St Lawrence College (SLC) is committed to offering programs tied to Integrated Sustainable Trades & Technology (ISTT). ISTT refers to a holistic approach to trades and technology where different disciplines learn about each other's trades and technology professions to facilitate better integration of practical work.
Doran worked with SLC to develop programs under each of the three LCBS funding streams. All three applications were approved. SLC’s three new powerful initiatives include: A) LCBS Passive House; B) LCBS Symposium & Curriculum; and C) LCBS Local Success Stories. The programs also draw on partnerships with Queen’s University, Carleton University, Algonquin College and Fleming College; and many community partners.
LCBS Passive House
The LCBS Passive House is a 2-storey duplex, to be built in the summer of 2018, on SLC's Kingston Campus consisting of two 186 m2 (2,000 ft2) units. Unit 1 will be built to Standard Code using standard equipment). Unit 2 is targeted to be LEED Platinum and feature as many carbon-reducing options, materials, equipment and construction practices as possible. The Passive House is a platform for SLC to collaborate with a wide variety of community and industry partners connected to the green building sector. This project focuses on a collaboration between SLC and Habitat for Humanity, Kingston Homebuilders Association (KHBA), Kingston Construction Association (KCA), Shoalts & Zaback Architects, SWITCH, Sustainable Kingston, and the City of Kingston. It is an opportunity for the partners to develop a Passive House as a teaching tool for SLC trades and technology students as well as for the industry partners themselves. The SLC Passive House will create learning opportunities for behavioural research, technology innovation, community energy programs, and the showcasing the best low-carbon products on the market.
LCBS Symposium and Curriculum
The project will create new low-carbon building skills (LCBS) curriculum in direct response to the needs of the green energy and building sectors, via a LCBS Symposium, curriculum research & development, and curriculum modules. A Steering Group made up of a project manager, SLC staff and faculty, Fleming & Algonquin College's, Queen's University, Sustainable Kingston, SWTICH, City of Kingston, Utilities Kingston and additional experts from industry, will guide the curriculum-building process between March and December 2018. A LCBS Symposium will be held in the spring of 2018—inviting participants from numerous Ontario Colleges, the green building industry (construction, contractors, service companies), industry associations, local utilities, local workforce development, local economic development, community organizations, and the standards associations and accreditation organizations. The new curriculum will be assembled from information and data collected from subject matter experts, the LCBS Symposium participants, and third party green building curricula sources. The new LCBS curriculum will be divided into modules and integrated into existing programs and courses—building LCBS capacity across all SLC trades and technology programs, starting Jan 2019. This project will also integrate with other activities underway at SLC, such as the a Innovation Hub; the Sustainable Energy Applied Research Centre (SEARC); the Sustainable Living Centre; and SLC's new Strategic Mandate Agreement (SMA 2017-2020).
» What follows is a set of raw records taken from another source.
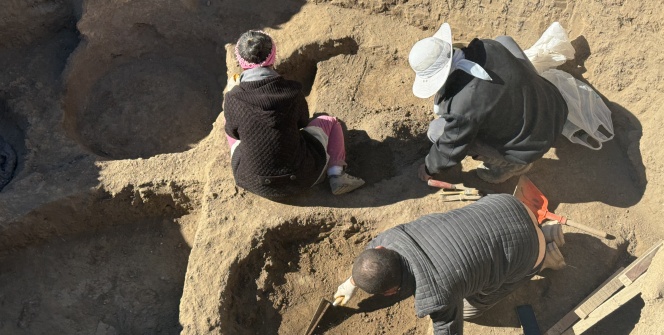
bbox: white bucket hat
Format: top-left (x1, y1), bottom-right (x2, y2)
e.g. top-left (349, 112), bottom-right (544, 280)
top-left (409, 23), bottom-right (454, 99)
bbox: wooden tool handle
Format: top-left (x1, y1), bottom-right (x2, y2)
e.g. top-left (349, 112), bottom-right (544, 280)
top-left (427, 179), bottom-right (455, 189)
top-left (332, 296), bottom-right (344, 306)
top-left (565, 219), bottom-right (609, 239)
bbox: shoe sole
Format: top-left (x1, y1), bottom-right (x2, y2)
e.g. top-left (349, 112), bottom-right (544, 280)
top-left (331, 181), bottom-right (365, 195)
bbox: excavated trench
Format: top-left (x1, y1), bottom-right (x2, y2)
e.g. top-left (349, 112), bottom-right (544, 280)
top-left (2, 1), bottom-right (658, 334)
top-left (62, 8), bottom-right (225, 160)
top-left (0, 186), bottom-right (194, 334)
top-left (276, 37), bottom-right (359, 96)
top-left (220, 216), bottom-right (373, 335)
top-left (68, 55), bottom-right (221, 159)
top-left (218, 218), bottom-right (630, 335)
top-left (63, 48), bottom-right (223, 160)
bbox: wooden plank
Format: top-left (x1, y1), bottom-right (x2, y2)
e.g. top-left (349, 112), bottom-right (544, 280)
top-left (564, 274), bottom-right (647, 335)
top-left (574, 279), bottom-right (622, 318)
top-left (545, 239), bottom-right (663, 335)
top-left (543, 267), bottom-right (623, 335)
top-left (559, 325), bottom-right (578, 334)
top-left (573, 240), bottom-right (661, 318)
top-left (621, 240), bottom-right (663, 281)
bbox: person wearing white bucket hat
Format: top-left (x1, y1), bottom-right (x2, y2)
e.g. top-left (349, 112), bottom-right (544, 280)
top-left (411, 23), bottom-right (568, 183)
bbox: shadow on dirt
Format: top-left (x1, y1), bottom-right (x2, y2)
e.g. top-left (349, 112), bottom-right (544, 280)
top-left (271, 127), bottom-right (439, 208)
top-left (63, 0), bottom-right (309, 160)
top-left (219, 218), bottom-right (332, 335)
top-left (0, 186), bottom-right (192, 334)
top-left (455, 137), bottom-right (644, 210)
top-left (583, 295), bottom-right (644, 335)
top-left (533, 35), bottom-right (645, 209)
top-left (277, 37), bottom-right (360, 96)
top-left (469, 233), bottom-right (632, 332)
top-left (0, 4), bottom-right (80, 192)
top-left (0, 219), bottom-right (191, 335)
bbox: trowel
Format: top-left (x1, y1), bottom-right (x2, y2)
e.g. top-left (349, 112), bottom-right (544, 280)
top-left (304, 297), bottom-right (343, 335)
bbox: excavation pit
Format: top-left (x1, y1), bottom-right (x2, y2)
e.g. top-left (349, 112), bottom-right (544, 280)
top-left (1, 0), bottom-right (662, 334)
top-left (0, 182), bottom-right (195, 334)
top-left (220, 219), bottom-right (628, 335)
top-left (66, 57), bottom-right (221, 160)
top-left (220, 217), bottom-right (385, 335)
top-left (0, 215), bottom-right (192, 334)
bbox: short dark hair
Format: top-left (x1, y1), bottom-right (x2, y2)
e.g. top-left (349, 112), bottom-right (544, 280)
top-left (352, 248), bottom-right (402, 294)
top-left (236, 30), bottom-right (273, 64)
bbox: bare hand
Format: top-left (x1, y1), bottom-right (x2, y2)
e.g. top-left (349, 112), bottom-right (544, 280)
top-left (418, 164), bottom-right (432, 182)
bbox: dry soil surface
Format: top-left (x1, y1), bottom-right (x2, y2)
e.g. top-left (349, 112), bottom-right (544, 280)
top-left (0, 0), bottom-right (663, 334)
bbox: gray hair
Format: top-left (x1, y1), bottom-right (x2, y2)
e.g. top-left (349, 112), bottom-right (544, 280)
top-left (236, 30), bottom-right (273, 64)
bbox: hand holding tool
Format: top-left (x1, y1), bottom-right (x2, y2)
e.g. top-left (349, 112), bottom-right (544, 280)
top-left (333, 277), bottom-right (357, 306)
top-left (541, 221), bottom-right (565, 247)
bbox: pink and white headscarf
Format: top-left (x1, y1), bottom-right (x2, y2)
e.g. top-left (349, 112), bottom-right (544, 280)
top-left (234, 30), bottom-right (277, 70)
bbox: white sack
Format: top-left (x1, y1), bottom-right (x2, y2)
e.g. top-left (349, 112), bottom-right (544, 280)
top-left (526, 22), bottom-right (614, 150)
top-left (541, 69), bottom-right (614, 150)
top-left (524, 22), bottom-right (576, 74)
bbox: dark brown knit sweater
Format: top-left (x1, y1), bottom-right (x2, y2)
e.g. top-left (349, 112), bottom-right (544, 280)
top-left (224, 76), bottom-right (327, 198)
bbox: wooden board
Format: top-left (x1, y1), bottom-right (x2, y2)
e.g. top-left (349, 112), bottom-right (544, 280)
top-left (561, 274), bottom-right (648, 335)
top-left (544, 240), bottom-right (663, 335)
top-left (543, 267), bottom-right (623, 335)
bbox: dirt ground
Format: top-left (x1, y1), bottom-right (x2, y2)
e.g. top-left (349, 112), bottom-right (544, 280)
top-left (1, 0), bottom-right (663, 334)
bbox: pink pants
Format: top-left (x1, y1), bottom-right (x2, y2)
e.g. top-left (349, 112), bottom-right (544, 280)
top-left (225, 115), bottom-right (347, 167)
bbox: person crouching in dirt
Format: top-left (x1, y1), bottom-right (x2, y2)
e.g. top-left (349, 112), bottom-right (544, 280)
top-left (333, 194), bottom-right (566, 335)
top-left (223, 30), bottom-right (365, 198)
top-left (411, 23), bottom-right (568, 184)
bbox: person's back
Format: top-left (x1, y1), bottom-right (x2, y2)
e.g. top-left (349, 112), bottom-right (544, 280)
top-left (225, 75), bottom-right (326, 196)
top-left (438, 38), bottom-right (568, 165)
top-left (411, 24), bottom-right (569, 185)
top-left (367, 194), bottom-right (539, 315)
top-left (223, 30), bottom-right (364, 198)
top-left (334, 192), bottom-right (563, 334)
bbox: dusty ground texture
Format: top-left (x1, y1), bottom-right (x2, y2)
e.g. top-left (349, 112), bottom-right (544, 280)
top-left (0, 0), bottom-right (663, 334)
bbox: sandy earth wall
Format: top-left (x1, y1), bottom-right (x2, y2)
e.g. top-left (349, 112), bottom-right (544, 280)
top-left (0, 0), bottom-right (663, 334)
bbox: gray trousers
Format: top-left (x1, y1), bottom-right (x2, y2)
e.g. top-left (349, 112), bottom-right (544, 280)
top-left (427, 36), bottom-right (535, 167)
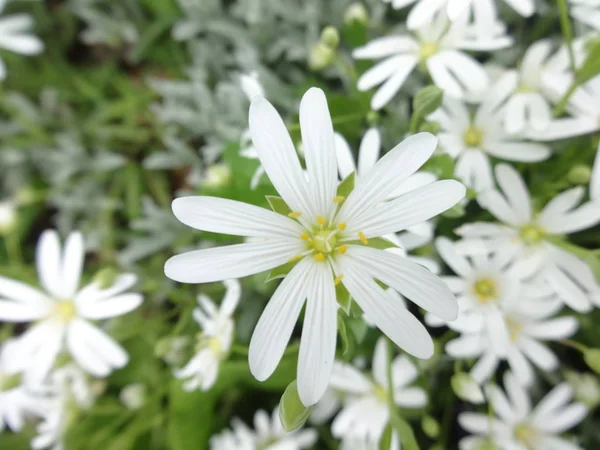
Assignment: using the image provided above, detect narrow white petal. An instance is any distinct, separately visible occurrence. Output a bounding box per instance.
[357,55,410,92]
[519,338,558,371]
[78,293,143,320]
[297,262,337,406]
[435,237,473,278]
[0,300,48,322]
[526,117,598,141]
[300,88,338,217]
[371,58,418,110]
[36,230,63,299]
[407,0,447,29]
[535,404,588,433]
[61,231,84,299]
[504,371,531,418]
[357,128,381,176]
[75,274,138,305]
[525,317,578,340]
[543,264,592,312]
[591,143,600,200]
[542,201,600,234]
[67,320,112,377]
[0,35,43,55]
[477,190,523,227]
[172,196,304,238]
[352,36,418,59]
[485,141,551,162]
[249,258,311,381]
[334,133,356,180]
[538,187,585,224]
[0,276,52,307]
[533,383,574,420]
[330,362,372,394]
[446,335,485,358]
[486,384,516,422]
[458,413,491,434]
[494,164,532,223]
[504,0,535,16]
[164,240,303,283]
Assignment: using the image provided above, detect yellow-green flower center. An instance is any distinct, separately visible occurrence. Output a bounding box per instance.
[463,125,484,147]
[207,337,223,356]
[519,224,545,246]
[514,423,537,449]
[419,42,439,60]
[473,278,498,303]
[311,229,338,254]
[374,384,387,403]
[54,300,77,323]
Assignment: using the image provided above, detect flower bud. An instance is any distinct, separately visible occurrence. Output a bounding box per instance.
[120,383,146,410]
[567,165,591,185]
[344,3,369,25]
[422,415,440,438]
[203,163,231,188]
[451,372,485,404]
[566,371,600,409]
[584,348,600,374]
[0,200,17,236]
[320,26,340,49]
[308,42,336,71]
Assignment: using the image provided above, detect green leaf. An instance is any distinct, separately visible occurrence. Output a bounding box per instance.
[410,86,444,133]
[378,423,393,450]
[279,380,312,432]
[266,261,298,283]
[391,415,420,450]
[576,38,600,84]
[421,416,440,439]
[584,349,600,374]
[266,195,292,216]
[337,312,354,357]
[337,171,356,198]
[336,281,352,313]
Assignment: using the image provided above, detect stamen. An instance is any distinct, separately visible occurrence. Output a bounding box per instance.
[314,252,325,262]
[316,216,326,225]
[288,254,304,263]
[337,245,347,254]
[334,274,344,285]
[338,223,346,230]
[358,232,368,245]
[333,196,345,204]
[288,211,302,219]
[300,232,309,240]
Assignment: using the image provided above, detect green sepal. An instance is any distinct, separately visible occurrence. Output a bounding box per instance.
[337,312,355,357]
[266,195,292,216]
[348,316,368,344]
[279,380,312,432]
[344,237,399,250]
[265,261,297,283]
[337,171,356,198]
[336,281,352,314]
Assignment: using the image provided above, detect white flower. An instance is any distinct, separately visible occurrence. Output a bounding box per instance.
[174,279,241,391]
[591,141,600,200]
[0,199,16,235]
[210,408,317,450]
[0,339,40,433]
[353,12,511,110]
[0,230,143,380]
[334,127,438,249]
[165,88,464,405]
[528,75,600,141]
[382,0,535,31]
[431,94,551,193]
[459,372,588,450]
[330,337,427,445]
[446,289,578,386]
[119,383,146,410]
[487,40,573,134]
[456,164,600,312]
[570,0,600,32]
[0,5,43,80]
[31,364,94,450]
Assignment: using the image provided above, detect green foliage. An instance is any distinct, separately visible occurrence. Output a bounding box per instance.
[278,380,312,432]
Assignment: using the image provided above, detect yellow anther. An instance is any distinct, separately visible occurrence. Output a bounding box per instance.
[314,252,325,262]
[288,254,304,263]
[358,232,368,245]
[316,216,326,225]
[288,211,302,219]
[333,196,345,204]
[334,274,344,285]
[337,245,347,254]
[300,232,309,240]
[338,223,346,230]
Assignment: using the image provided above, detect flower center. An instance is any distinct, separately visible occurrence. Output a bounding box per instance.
[514,423,537,449]
[207,337,223,357]
[0,371,21,392]
[519,224,545,246]
[472,278,498,303]
[54,300,77,323]
[419,42,439,60]
[374,384,387,403]
[463,125,483,147]
[311,229,338,253]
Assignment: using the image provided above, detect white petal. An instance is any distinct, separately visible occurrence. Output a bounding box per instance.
[477,190,524,227]
[164,240,303,284]
[526,117,598,141]
[0,300,48,322]
[538,187,585,224]
[220,279,241,317]
[470,352,498,384]
[330,362,372,394]
[535,404,588,433]
[504,371,531,418]
[486,384,516,422]
[391,355,419,388]
[61,231,84,299]
[344,180,465,237]
[338,256,434,358]
[0,276,52,307]
[428,52,489,99]
[334,133,356,180]
[484,308,511,357]
[75,274,138,305]
[494,164,532,223]
[458,412,490,434]
[67,320,112,377]
[357,55,411,92]
[357,128,381,176]
[504,0,535,16]
[532,383,574,420]
[78,293,143,320]
[300,88,338,217]
[519,338,558,371]
[407,0,447,29]
[435,237,473,277]
[338,133,438,226]
[352,36,418,59]
[591,143,600,200]
[524,317,578,340]
[249,258,311,381]
[484,141,551,162]
[543,263,592,312]
[172,196,304,238]
[506,346,534,386]
[541,201,600,234]
[249,97,314,216]
[344,246,458,321]
[0,34,43,55]
[396,387,427,408]
[371,57,418,110]
[446,335,485,358]
[36,230,63,299]
[297,262,337,406]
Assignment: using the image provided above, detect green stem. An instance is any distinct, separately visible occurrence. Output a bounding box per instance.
[561,339,588,353]
[385,338,396,412]
[557,0,577,73]
[552,82,578,117]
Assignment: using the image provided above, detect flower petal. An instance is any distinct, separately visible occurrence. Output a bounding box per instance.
[36,230,63,299]
[61,231,85,299]
[494,164,532,223]
[357,128,381,176]
[78,293,143,320]
[0,276,52,307]
[0,300,49,322]
[334,133,356,180]
[485,142,551,162]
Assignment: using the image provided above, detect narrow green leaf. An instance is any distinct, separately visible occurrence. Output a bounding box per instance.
[337,312,354,357]
[266,261,298,283]
[337,171,356,198]
[576,39,600,85]
[279,380,312,432]
[266,195,292,216]
[391,415,420,450]
[378,423,393,450]
[336,280,352,313]
[348,317,368,343]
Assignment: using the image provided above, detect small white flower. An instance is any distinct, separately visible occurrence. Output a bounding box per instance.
[431,94,551,193]
[570,0,600,32]
[0,339,41,433]
[210,408,317,450]
[0,5,43,80]
[330,337,427,445]
[0,230,143,381]
[0,199,16,235]
[459,372,588,450]
[353,11,511,110]
[457,164,600,312]
[446,290,578,386]
[174,279,241,391]
[165,88,464,406]
[119,383,146,410]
LCBS Local Success Stories
Lowering Ontario's GHG footprint will require actions by all Ontarian's, many are unaware of the actions they can take to reduce GHG emissions. St Lawrence College and their partners are producing five educational case studies, to strengthen training, workforce and technical capacity, and act as inspirational videos for companies and people in Eastern Ontario—covering topics such as energy management and conservation; renewable power; technology development, and green building practices. The case studies will be used in SLC curriculum and shared via social media channels to inspire and train industry and the community.